Riwayat Kronologis Bahasa Melayu menjadi Bahasa Indonesia (Pijinisasi ataukah Kreolisasi?)
Selama 3 abad, hampir seluruh daerah di nusantara berjuang melawan kolonialisme baik oleh Portugis, Belanda, maupun Sekutu. Selama itu pula bahasa bangsa-bangsa tersebut berakulturasi atau bercampur sehingga memberikan perubahan bagi corak Bahasa Melayu.

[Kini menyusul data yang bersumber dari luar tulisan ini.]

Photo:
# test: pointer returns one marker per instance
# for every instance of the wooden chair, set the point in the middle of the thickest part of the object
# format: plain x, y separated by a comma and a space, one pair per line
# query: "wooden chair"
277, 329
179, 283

Sebagaimana bangsa-bangsa kolonialis lain, Belanda menempatkan bahasanya sebagai bahasa yang superior diantara bahasa-bahasa nusantara lainnya. Sutan Takdir Alisjahbana (1988: 21-22) menyatakan bahwa Bahasa Belanda yang tidak hanya digunakan di kantor atetapi juga dipelajari di sekolah-sekolah dipandang sebagai bahasa yang penting dan harus dipelajari oleh orang pribumi.

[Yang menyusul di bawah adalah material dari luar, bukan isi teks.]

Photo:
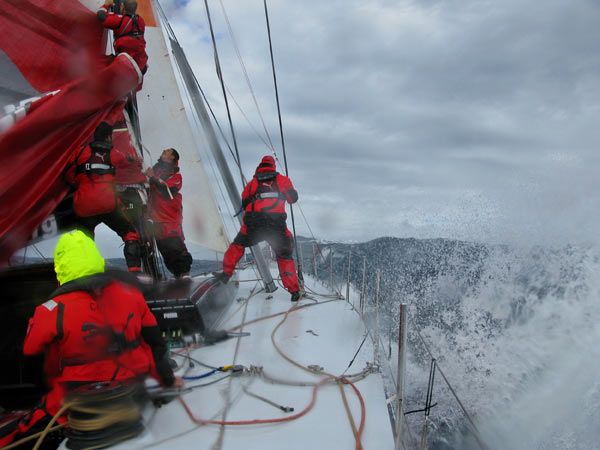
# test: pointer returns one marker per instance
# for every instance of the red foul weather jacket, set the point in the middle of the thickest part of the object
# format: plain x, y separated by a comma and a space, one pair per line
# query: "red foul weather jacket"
96, 329
92, 173
267, 192
129, 35
165, 199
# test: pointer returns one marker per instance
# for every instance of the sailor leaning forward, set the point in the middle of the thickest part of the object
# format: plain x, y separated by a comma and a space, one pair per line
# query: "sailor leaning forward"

Beberapa alasan politis penggunaan Bahasa Belanda, diantaranya sebagai berikut;
Merupakan propaganda untuk menyebarkan budaya bangsa Belanda, sehingga akan semakin mengekalkan hubungannya dengan negeri ini.
Mengukuhkan bahasa tersebut sebagai bahasa tingkat tinggi karena digunakan untuk mengajarkan ilmu pengetahuan, di kantor-kantor pemerintahan, dan untuk mendapatkan jabatan tinggi
Mengangkat derajat dan nama negeri Belanda di negeri asing.
Mengaburkan identitas negeri ini dengan semakin populernya Bahasa Belanda (Alisjahbana. 1988: 27-30).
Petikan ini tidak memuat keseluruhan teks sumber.